Weil is also proposing the concept of open adoption, which means that before an adoption, the birth family and the adoptive family agree to stay in touch afterward.
This option could include the exchange of information about the child, and provides for mediation if there are disagreements between adoptive and birth parents.
Such adoptions, recognizing both sets of parents, would be optional and would be possible only when the adoption takes place in Quebec, Weil said, but a committee is looking into how the concept might apply to international adoptions.
The new rules would also apply to "mono-parental" and "homo-parental" families, Weil said.
The draft bill allows for consultation, with public hearings in January, Weil said.

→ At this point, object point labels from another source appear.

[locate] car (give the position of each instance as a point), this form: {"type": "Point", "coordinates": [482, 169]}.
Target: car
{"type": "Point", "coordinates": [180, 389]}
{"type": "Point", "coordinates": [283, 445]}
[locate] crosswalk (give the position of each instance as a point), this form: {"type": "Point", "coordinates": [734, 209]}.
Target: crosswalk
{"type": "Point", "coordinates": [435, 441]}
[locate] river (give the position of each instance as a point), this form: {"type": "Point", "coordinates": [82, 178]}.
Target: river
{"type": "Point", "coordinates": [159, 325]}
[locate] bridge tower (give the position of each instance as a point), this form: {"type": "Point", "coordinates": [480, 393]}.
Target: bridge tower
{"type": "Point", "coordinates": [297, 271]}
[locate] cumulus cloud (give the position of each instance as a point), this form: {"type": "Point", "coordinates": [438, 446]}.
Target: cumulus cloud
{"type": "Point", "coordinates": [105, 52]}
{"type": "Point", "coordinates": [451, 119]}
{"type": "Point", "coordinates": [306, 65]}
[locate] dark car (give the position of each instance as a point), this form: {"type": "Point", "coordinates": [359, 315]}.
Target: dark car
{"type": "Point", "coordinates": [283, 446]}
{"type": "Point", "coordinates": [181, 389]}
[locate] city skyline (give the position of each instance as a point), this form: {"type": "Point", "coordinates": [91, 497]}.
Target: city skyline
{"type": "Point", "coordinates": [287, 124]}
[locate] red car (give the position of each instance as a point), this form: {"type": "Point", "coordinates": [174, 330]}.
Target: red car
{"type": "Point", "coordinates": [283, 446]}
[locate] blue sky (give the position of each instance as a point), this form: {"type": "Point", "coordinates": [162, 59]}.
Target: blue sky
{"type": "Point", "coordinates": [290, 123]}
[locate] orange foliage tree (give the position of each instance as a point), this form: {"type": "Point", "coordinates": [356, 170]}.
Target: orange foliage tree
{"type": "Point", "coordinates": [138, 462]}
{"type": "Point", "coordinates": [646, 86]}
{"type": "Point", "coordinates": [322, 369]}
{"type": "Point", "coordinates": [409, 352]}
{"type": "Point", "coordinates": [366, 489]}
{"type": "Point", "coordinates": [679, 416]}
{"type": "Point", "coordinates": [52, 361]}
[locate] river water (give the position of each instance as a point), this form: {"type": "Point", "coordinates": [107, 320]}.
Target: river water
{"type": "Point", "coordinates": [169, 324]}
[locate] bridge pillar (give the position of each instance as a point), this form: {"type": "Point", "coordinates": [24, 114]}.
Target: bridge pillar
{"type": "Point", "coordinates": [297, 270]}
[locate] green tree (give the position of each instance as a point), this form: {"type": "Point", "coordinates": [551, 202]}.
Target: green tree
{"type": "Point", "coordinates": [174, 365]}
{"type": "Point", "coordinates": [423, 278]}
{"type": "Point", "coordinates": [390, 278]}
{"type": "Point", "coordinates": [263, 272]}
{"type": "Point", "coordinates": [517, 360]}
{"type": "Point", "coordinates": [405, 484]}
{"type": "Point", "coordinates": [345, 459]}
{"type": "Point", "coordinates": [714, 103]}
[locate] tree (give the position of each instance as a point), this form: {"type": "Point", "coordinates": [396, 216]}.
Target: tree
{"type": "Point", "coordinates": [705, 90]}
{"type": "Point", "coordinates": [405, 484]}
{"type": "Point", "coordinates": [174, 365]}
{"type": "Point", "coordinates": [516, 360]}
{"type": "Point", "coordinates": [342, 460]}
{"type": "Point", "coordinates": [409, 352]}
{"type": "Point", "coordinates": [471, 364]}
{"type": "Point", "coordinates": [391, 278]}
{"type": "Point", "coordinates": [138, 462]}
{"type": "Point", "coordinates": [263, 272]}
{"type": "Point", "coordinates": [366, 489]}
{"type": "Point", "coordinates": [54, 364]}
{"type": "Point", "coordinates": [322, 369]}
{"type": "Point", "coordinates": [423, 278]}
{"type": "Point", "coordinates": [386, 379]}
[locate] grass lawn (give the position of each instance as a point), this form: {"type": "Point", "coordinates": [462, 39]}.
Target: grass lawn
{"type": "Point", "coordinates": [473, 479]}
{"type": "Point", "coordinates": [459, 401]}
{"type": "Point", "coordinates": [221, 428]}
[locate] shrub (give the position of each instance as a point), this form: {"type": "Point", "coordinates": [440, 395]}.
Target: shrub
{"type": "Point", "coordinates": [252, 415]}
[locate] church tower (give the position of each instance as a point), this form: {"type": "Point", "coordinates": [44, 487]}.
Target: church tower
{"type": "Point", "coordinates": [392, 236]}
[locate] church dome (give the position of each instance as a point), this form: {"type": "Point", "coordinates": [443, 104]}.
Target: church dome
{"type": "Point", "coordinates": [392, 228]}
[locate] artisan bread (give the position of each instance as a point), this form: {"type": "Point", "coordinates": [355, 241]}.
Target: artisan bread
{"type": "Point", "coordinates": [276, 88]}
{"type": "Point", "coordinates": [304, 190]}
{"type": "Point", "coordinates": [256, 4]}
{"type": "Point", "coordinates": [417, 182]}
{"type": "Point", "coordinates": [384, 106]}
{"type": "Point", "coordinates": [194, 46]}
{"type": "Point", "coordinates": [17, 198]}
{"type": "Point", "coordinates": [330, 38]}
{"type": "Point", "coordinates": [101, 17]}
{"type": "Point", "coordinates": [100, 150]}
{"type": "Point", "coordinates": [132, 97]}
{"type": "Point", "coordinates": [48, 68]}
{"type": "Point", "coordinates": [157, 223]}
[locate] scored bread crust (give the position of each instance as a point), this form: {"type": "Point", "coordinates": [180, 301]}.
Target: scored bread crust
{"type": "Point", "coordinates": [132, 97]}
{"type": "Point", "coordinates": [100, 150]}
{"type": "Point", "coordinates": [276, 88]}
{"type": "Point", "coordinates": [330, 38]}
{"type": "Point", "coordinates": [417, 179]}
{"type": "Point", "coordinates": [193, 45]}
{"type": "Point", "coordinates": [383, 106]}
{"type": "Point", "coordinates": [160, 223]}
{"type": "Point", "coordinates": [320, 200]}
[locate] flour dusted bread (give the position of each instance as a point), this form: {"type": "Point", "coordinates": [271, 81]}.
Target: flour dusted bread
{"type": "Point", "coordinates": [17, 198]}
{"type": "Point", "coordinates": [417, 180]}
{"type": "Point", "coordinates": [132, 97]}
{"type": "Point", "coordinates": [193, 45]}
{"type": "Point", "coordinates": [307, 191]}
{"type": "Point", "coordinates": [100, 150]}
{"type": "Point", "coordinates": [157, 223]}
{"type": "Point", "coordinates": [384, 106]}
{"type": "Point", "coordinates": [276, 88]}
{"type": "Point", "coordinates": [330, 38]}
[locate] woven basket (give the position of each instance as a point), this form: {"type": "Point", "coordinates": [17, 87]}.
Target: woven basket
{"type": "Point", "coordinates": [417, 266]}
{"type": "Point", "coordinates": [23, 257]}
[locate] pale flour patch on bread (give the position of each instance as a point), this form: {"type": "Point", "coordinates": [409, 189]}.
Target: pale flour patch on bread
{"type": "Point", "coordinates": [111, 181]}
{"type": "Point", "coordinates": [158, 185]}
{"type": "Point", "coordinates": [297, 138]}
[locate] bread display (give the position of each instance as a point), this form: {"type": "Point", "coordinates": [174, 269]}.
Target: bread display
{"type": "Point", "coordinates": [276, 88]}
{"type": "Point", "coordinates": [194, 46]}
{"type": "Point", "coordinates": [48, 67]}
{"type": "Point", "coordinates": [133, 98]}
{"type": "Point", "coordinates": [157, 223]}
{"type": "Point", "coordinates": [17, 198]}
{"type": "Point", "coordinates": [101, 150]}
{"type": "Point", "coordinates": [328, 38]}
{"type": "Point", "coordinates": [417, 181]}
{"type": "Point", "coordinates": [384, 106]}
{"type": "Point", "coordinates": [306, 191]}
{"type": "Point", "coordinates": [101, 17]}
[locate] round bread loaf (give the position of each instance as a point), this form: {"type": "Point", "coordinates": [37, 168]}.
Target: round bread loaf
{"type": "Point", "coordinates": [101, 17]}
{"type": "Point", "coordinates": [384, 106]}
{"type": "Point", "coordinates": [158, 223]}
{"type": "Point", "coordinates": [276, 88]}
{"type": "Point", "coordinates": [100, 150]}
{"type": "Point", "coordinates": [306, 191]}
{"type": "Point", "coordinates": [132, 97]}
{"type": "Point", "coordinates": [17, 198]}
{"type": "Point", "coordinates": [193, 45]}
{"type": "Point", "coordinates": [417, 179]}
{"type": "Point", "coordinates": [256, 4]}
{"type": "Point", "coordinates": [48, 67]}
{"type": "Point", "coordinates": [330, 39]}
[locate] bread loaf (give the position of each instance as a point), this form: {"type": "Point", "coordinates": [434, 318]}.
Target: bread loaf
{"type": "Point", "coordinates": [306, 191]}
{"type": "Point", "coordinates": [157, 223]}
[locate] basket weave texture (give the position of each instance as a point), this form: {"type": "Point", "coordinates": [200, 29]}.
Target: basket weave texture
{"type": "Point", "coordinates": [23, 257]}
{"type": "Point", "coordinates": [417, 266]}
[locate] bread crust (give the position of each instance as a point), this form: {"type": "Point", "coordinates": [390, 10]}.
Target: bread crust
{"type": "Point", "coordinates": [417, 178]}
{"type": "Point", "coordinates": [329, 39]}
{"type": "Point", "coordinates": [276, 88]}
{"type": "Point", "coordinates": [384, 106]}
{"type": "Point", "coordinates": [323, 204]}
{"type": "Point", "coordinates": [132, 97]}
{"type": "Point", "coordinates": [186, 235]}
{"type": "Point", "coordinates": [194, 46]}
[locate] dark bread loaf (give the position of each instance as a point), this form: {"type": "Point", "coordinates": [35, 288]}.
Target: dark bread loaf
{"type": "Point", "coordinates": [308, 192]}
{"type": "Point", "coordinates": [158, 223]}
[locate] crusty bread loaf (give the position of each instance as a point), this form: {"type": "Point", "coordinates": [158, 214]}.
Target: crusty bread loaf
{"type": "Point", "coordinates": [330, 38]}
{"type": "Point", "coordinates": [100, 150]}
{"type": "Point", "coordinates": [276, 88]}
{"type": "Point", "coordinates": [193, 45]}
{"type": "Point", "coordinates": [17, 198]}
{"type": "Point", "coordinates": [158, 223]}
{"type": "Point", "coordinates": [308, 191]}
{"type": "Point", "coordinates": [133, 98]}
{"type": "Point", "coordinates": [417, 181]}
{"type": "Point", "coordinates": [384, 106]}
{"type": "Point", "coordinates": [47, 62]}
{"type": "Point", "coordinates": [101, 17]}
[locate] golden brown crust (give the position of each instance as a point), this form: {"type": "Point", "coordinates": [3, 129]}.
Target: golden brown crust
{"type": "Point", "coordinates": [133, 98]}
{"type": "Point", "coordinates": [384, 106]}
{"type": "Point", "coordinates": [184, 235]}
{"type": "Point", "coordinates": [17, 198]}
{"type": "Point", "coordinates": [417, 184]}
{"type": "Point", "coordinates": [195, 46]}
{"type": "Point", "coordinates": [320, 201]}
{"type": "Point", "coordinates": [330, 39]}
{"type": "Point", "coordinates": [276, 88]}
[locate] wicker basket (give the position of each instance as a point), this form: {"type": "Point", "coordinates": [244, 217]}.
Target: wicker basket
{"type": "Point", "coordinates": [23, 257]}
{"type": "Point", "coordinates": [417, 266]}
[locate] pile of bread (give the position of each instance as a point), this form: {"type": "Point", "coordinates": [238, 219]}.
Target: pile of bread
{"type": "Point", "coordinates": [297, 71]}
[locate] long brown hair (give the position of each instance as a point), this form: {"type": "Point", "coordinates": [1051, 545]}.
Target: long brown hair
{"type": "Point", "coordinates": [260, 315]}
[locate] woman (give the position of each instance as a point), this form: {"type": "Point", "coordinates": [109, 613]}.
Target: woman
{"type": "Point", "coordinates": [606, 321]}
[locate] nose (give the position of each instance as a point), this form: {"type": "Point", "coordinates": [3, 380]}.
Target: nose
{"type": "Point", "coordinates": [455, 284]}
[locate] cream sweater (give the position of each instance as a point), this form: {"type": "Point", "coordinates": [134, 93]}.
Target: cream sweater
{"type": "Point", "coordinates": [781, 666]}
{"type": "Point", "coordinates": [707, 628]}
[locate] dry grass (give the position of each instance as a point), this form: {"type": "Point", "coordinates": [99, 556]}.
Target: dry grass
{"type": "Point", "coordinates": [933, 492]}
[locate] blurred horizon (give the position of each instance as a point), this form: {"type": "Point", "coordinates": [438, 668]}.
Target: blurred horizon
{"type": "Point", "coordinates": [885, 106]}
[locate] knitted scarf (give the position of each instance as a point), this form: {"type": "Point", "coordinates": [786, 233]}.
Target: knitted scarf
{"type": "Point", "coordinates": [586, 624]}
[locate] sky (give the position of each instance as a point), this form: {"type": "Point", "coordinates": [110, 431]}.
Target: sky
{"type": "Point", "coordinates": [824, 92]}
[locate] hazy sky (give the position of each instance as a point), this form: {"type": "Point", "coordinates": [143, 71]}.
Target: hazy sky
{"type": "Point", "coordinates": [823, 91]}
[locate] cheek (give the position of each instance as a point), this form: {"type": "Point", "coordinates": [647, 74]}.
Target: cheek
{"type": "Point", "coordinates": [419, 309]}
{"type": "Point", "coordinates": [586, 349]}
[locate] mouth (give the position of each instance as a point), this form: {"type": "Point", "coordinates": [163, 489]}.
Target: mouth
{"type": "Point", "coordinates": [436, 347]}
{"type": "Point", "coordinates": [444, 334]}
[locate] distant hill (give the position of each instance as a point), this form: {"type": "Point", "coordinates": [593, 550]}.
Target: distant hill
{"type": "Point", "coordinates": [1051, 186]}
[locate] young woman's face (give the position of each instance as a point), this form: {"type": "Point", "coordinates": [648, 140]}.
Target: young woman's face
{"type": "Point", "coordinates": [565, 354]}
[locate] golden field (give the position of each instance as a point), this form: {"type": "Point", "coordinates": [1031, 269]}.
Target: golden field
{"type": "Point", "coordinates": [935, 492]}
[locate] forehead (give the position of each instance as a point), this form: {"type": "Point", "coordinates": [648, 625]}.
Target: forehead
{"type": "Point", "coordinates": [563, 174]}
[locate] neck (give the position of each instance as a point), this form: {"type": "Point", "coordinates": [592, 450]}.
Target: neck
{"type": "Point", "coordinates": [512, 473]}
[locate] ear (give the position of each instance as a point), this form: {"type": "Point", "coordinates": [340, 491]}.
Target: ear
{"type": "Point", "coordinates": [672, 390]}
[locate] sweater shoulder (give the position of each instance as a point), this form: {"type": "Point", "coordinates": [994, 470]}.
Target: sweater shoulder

The new rules would not be retroactive, and current confidentiality rules would apply to adoptions concluded before the changes take place.
"Leave the past alone," Weil said.
But the exception is that children adopted either before or after the changes would have the right to obtain information about medical family history. A court could order such information to be forwarded to medical authorities without disclosing the identity of the birth parents.
Other changes proposed yesterday by Weil would give all adoptive children the formal right to know the identity of their birth parents, unless the birth parents veto it.
Children over age 14 who are wondering if they were adopted would be able to ask Youth Protection.
Youth Protection could also contact the biological parents to determine whether they want to get in touch. But a child over age 18 would have the right to register a veto to prevent such contact.
Mona Propst, manager for adoption services at Batshaw Youth and Family Centres, said yesterday there are advantages and disadvantages to bringing biological parents into the picture; she had not read the draft bill, however.